Is there anything in these scripts that should be reused or ported elsewhere?

  • arxivwatch.php is badly rotted and depends on code that has already been deleted for similar reasons. It is a short script and there is not much to it to save.
  • citewatch.php: the basic structure of "get categories-randomize starting point-process each page individually" is sound, though the implementation could be improved (style, taking advantage of language features, etc.). It uses Page::expand_remote_templates to carry out the expansion, however, which uses the [[Template:Cite $type]] subpage expansion.
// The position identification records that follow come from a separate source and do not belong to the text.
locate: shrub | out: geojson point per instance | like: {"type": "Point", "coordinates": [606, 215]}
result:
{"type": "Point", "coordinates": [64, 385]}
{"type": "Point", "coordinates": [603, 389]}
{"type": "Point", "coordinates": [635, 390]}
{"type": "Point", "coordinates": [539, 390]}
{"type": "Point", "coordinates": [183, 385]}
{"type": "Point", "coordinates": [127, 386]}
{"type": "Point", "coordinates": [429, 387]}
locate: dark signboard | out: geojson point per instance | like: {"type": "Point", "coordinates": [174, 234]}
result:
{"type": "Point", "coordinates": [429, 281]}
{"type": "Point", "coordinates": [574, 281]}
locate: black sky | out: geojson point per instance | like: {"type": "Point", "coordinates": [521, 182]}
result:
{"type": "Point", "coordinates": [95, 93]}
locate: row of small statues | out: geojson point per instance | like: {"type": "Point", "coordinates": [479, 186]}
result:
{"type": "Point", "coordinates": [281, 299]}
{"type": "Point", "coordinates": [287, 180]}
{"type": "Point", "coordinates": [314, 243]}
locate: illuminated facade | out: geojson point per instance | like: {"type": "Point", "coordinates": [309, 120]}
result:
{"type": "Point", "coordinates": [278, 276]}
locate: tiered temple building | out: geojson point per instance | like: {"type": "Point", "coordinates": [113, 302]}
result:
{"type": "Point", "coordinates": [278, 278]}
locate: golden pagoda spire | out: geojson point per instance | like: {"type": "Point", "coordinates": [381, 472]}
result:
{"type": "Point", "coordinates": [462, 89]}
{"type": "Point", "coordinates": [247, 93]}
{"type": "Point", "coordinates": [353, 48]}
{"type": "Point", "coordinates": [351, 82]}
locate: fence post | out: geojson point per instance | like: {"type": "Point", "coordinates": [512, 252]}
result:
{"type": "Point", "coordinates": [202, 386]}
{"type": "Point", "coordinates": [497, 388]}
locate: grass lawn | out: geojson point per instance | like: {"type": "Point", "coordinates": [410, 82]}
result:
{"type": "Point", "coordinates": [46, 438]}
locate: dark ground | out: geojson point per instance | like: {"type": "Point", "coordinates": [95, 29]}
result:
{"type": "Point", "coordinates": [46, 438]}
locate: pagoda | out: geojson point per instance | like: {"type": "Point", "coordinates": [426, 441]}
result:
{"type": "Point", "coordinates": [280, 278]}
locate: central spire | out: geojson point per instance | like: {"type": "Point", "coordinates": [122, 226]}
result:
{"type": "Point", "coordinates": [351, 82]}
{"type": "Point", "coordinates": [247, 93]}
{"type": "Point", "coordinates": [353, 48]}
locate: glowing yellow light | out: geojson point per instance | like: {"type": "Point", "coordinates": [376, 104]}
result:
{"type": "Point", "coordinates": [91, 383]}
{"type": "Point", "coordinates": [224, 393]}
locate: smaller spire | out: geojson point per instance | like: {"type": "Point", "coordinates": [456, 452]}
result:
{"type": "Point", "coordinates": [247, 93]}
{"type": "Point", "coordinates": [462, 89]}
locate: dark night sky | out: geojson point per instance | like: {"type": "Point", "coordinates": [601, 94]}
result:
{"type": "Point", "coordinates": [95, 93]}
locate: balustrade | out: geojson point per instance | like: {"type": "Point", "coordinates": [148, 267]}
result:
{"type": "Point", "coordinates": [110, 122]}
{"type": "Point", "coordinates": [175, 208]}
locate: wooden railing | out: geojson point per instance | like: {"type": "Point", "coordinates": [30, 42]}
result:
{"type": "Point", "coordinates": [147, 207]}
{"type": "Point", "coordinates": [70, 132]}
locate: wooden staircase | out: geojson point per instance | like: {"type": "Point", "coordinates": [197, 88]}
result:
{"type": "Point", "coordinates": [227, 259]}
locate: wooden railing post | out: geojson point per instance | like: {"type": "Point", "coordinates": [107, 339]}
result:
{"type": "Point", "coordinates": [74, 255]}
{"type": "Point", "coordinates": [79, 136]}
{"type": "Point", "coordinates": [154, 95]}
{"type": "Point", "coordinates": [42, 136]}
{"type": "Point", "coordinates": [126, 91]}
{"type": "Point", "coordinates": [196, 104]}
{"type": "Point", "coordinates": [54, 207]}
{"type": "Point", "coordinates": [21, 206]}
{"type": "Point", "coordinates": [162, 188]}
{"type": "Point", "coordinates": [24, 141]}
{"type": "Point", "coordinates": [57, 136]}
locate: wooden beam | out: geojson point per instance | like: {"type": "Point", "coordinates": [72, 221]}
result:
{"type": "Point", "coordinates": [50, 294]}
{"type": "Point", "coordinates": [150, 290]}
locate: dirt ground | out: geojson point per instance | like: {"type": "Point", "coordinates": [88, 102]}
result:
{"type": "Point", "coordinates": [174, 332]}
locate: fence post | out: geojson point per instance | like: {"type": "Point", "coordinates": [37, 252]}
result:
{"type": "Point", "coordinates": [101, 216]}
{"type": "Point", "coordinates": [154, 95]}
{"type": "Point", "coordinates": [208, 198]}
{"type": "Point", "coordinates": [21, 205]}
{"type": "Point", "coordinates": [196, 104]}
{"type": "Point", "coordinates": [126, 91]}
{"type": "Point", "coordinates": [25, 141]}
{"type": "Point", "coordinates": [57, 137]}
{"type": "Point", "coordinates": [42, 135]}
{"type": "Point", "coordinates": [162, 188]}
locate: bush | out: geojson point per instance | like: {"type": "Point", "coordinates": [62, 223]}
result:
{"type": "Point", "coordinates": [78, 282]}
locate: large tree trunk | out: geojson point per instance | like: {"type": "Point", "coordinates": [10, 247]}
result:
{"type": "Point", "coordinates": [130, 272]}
It might work to change that call to Page::expand_text but I expect unexpected side effects.
  • citewatchFns.php: all of the functions are written for [[Template:Cite $type]] subpages, and/or use(d) the toolserver database and now do nothing. If the database is brought back up it might be usable but it would be as easy to write new code to interface with the new DB. Incidentally, although it is included at the beginning of citewatch.php none of the functions are called. This can be discarded.

It seems like, given the rest of the bot framework, it should be possible to write/rewrite a script to fetch category members and expand the pages automatically without writing substantially more code. However, citewatch.php will need to be modified to not use the [[Template:Cite $type]] subpage citation pattern and should be rewritten for clarity (at least).

@Fhocutt: It sounds like the best thing to do is to clean house and get rid of these scripts. Like you said, if it turns out that there is support for doing automated citation fixing (T110774), it should be fairly easy to write a new script that handles that without messing with the deprecated citation templates. I'll create new task for the clean-up work.